Jednak moc obliczeniowa to dopiero początek, bo tablet ten bardzo miło nas zaskoczył tym, jak szybko i sprawnie reaguje na polecenia użytkownika, nawet gdy ten próbuje robić kilka rzeczy naraz. Tańsze tablety nauczyły nas, żeby nie oczekiwać od nich zbyt dobrych wbudowanych nośników danych, więc aktualizując kilka programów... lepiej odłożyć urządzenie na kilka minut i się nie denerwować tym, jak „mułowate” się wtedy robi. Natomiast Kiano Elegance 8 3G okazał się pierwszym „niemarkowym” tabletem za rozsądne pieniądze, do którego szybkości działania w najróżniejszych sytuacjach nie mogliśmy się przyczepić, i zaryzykujemy stwierdzenie, że niemal nie ustępuje pod tym względem dużo droższym i mocniejszym urządzeniom. Oczywiście, nie ma co żyć marzeniami i trzeba powiedzieć, że najbardziej zaawansowane i dużo droższe tablety będą szybciej uruchamiały programy i przełączały się między tymi już działającymi, ale z punktu widzenia ogólnie pojętej wygody użytkowania nie mamy nic do zarzucenia i ani razu nie pojawiła się myśl w rodzaju: „No tak, w końcu to taniocha i nie można od niej za wiele oczekiwać”. Brawo!
Podsumowanie
Słowem kluczem w podsumowaniu poprzednio przedstawionego na naszych łamach tabletu z serii Kiano Elegance było dojrzałość. To naszym zdaniem główna zaleta modelu Elegance 9.7 3G, a bohater dzisiejszego testu jest... nawet lepszy i dojrzalszy od poprzedników. Powiemy więcej: jest to chyba najbardziej bezproblemowy gadżet mniej znanej marki, z jakim mieliśmy do czynienia. Po prostu większość rzeczy ma tu sens i działa tak, jak powinna. Jakość wykonania jest godna sprzętu kosztującego dwa, a nawet trzy razy więcej i w tej kategorii nie ma sobie równych. Lekko zmodyfikowany interfejs działa płynnie i szybko. Wszystkie moduły komunikacyjne, czyli modem 3G z obsługą Aero2, GPS i Wi-Fi, okazały się w naszych testach bezbłędne. Jest tu nawet radio FM i przyzwoita pamięć flash, o którą upominaliśmy się w urządzeniach tego typu od wieków! Zalety Kiano Elegance 8 3G można by mnożyć dalej, ale by nie przedłużać, podsumujemy je krótko i zwięźle: jest to bardzo uniwersalny sprzęt, który nie przysparza bólu głowy i powinien zapewnić poczucie, że dobrze się wydało pieniądze. Choć do ideału jeszcze trochę brakuje (przydałyby się poprawki kilku drobnych niedociągnięć z punktu widzenia ergonomii), to gdy weźmie się pod uwagę cenę, wszystkie narzekania przestają mieć sens.

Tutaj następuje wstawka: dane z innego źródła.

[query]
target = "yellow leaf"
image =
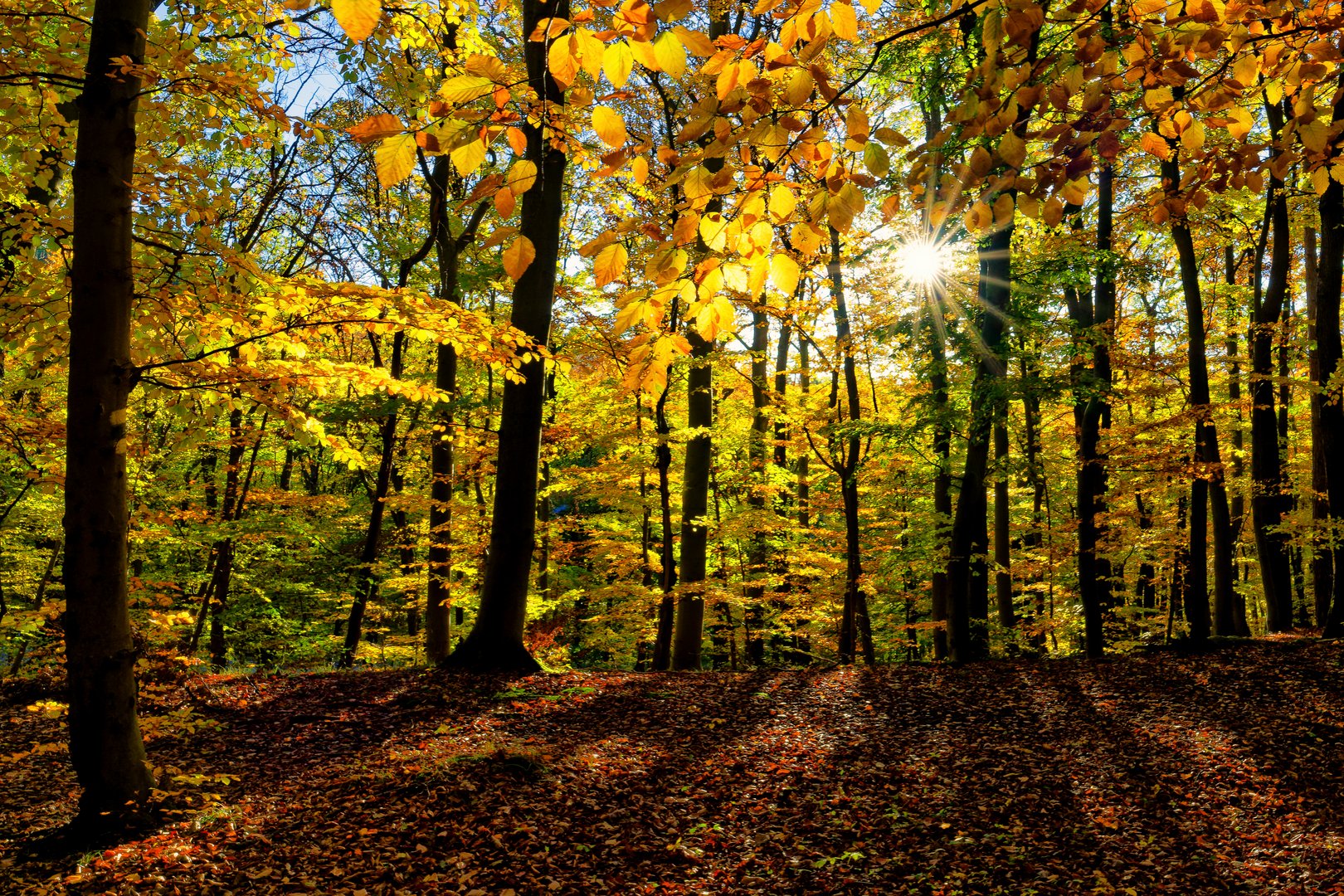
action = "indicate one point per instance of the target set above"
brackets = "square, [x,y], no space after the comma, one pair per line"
[714,231]
[671,54]
[609,127]
[617,62]
[1239,123]
[1012,149]
[856,127]
[784,273]
[518,257]
[375,128]
[1192,139]
[643,54]
[1246,69]
[1322,180]
[609,265]
[548,27]
[782,202]
[843,22]
[694,41]
[520,176]
[590,52]
[800,88]
[845,206]
[875,158]
[394,158]
[358,17]
[977,218]
[806,238]
[487,67]
[1155,145]
[563,62]
[1075,191]
[470,158]
[464,89]
[1315,134]
[516,140]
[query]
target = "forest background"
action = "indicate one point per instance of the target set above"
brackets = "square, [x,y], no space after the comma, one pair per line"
[626,336]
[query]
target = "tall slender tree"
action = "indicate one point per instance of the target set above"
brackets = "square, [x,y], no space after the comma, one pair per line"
[105,744]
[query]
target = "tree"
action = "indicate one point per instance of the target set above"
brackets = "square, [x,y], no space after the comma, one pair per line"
[496,640]
[105,744]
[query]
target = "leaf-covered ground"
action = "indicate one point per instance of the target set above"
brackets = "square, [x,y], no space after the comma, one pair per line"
[1163,774]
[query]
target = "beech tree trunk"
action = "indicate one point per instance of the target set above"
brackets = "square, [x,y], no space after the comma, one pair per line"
[1209,496]
[689,626]
[942,477]
[1003,553]
[758,551]
[695,505]
[967,583]
[496,640]
[1322,567]
[105,744]
[1328,281]
[1268,499]
[855,626]
[667,557]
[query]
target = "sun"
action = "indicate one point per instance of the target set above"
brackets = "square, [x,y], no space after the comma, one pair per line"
[923,262]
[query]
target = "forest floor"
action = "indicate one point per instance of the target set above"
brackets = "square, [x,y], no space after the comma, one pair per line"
[1211,772]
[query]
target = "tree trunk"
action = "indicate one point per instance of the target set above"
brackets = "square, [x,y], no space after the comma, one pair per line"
[758,485]
[965,567]
[1328,281]
[105,744]
[1003,555]
[366,587]
[695,504]
[1207,488]
[1032,540]
[855,626]
[942,477]
[667,558]
[1268,499]
[1322,567]
[496,640]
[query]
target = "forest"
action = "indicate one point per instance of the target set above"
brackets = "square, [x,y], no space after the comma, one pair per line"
[457,377]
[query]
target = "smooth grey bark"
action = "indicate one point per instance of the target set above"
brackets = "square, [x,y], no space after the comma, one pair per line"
[494,642]
[105,744]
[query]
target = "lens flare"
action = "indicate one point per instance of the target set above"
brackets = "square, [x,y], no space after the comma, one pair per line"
[923,262]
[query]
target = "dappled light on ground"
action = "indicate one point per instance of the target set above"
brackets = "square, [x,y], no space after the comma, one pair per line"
[1181,774]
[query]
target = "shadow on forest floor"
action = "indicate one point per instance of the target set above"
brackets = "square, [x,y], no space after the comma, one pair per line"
[1216,772]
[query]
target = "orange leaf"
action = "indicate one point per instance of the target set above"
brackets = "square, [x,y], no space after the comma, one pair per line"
[375,128]
[518,257]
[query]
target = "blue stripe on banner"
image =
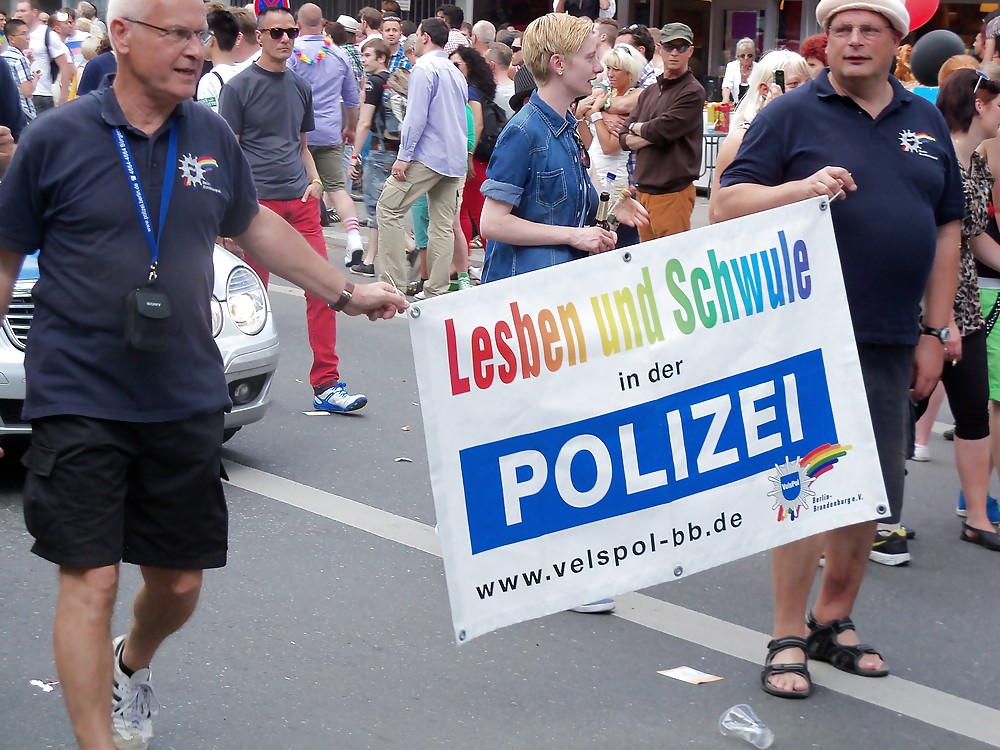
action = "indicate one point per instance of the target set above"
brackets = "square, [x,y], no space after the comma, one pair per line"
[648,455]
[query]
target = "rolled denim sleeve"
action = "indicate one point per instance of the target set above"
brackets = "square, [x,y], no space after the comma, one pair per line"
[509,171]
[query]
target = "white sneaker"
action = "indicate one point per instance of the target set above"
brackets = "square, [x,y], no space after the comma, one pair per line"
[133,705]
[354,254]
[594,608]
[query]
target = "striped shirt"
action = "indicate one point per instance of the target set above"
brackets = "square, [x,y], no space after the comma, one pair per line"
[21,69]
[355,57]
[398,60]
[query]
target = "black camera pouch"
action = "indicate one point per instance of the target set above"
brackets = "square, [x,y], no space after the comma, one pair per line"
[147,319]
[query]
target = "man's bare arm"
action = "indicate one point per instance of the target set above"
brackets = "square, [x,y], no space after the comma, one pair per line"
[281,249]
[939,297]
[749,198]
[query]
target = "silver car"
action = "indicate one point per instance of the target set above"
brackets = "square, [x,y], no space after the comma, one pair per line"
[242,324]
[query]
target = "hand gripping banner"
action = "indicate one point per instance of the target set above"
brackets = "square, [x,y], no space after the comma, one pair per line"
[639,416]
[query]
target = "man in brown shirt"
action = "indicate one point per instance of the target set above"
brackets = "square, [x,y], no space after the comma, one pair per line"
[665,131]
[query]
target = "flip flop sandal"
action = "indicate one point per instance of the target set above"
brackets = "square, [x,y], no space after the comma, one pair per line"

Teraz zastanawia nas jedno: co dalej? Rodzina tabletów Kiano Elegance składa się z czterech podobnych do siebie modeli i każdy z nich jest przynajmniej przyzwoity i wyróżnia się na tle swojej konkurencji. Jednak zbudowanie dobrego gadżetu to jedno. To, czy uda się zbudować na jego fundamencie wizerunek marki i zaufanie użytkowników, zależy również od niezawodności i serwisu. Wszyscy wiemy, jak duży problem w dziedzinach „okołosprzętowych” mają producenci tanich tabletów. Nawet przeszłość Kiano nie jest wolna od takich niechlubnych epizodów, ale seria Elegance jest serwisowana na zupełnie innych warunkach (Kiano Assistance) i w innym miejscu, niż pozostałe tablety tej marki, co w teorii ma uspokoić nabywców, że nie zostaną pozostawieni na lodzie, jeśli coś pójdzie nie tak i się zepsuje. Niestety, nie mamy jak tego zweryfikować w praktyce, więc tylko czas może pokazać, czy te tablety są godne zaufania czy nie. Mamy jednak nadzieję, że potencjał gadżetów takich jak Kiano Elegance 8 3G nie zostanie zmarnowany przez braki w obsłudze klienta, bo teraz to jedyne, o co się obawiamy, przyznając rekomendację. No i na horyzoncie jest silna konkurencja z obozów Modecoma, GoClevera i Prestigio, która na papierze wygląda bardzo przyzwoicie. Dopracowanie tych konstrukcji mamy nadzieję ocenić już niedługo.